Spectral library files¶
Select all spectral libraries to import and use during spectral library matching to annotate compounds in the final aligned feature list.
Influences batch steps: Spectral library search
Influences batch steps: Local compound database
[7] Workflows¶
Most of the parameters in the workflow section define data output and some workflow specific parameters.
General parameters¶
- Apply spectral networking (FBMN/IIMN): Will compare all MS2 spectra across features to form molecular networks by spectral similarity.
- Define an export path and base file name, e.g., "D:\analysis\date_project" this will create a new folder and save all files from export modules there. Each module will add a specific suffix to the file name.
- Export for molecular networking (e.g., GNPS, FBMN, IIMN, MetGem): Will export all files for molecular networking
- Export for SIRIUS: Will export all files needed for SIRIUS
- Export annotation graphics: Exports annotations like spectral library matches, lipid matches, etc. to graphical reports.

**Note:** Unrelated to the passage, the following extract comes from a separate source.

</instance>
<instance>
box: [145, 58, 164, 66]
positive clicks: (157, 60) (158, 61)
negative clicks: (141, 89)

Contains options to also export chromatographic/ion mobility shapes, images, and other plots.
Workflow parameters and descriptions¶
DDA¶
The data-dependent acquisition workflow is the default non target workflow. We recommend to also use this workflow for targeted analysis and combine it with the Local compound database search or Spectral library search annotation modules.
DIA¶
The data-independent acquisition workflow is can process any type of MSe, broad band CID, or all ion fragmentation experiments. Add a minimum DIA correlation coefficient and a minimum number correlated data points in of MS2 data points.
Library generation¶
More method and contributor metadata is required to build spectral libraries. This workflow produces reference libraries with options to filter and merge spectra.
Imaging¶
Info
This workflow is only available for the sampling techniques: MALDI, LDI, DESI, SIMS
Select if you want to co-localize images.
Target plate¶
Info
This workflow is only available for the sampling technique: MALDI (Bruker timsTOF only)
Select if you want to co-localize images.
Spectral deconvolution¶
Info
This workflow is only available for the sampling technique: GC-EI
Select the minimum number of signals in a deconvoluted spectrum
[8] Create Batch¶
Select on the "Create batch" button to open a batch queue. Each step in the batch queue can be modified via double click. Find more information how to modify a batch queue. Click on "OK" to start the processing.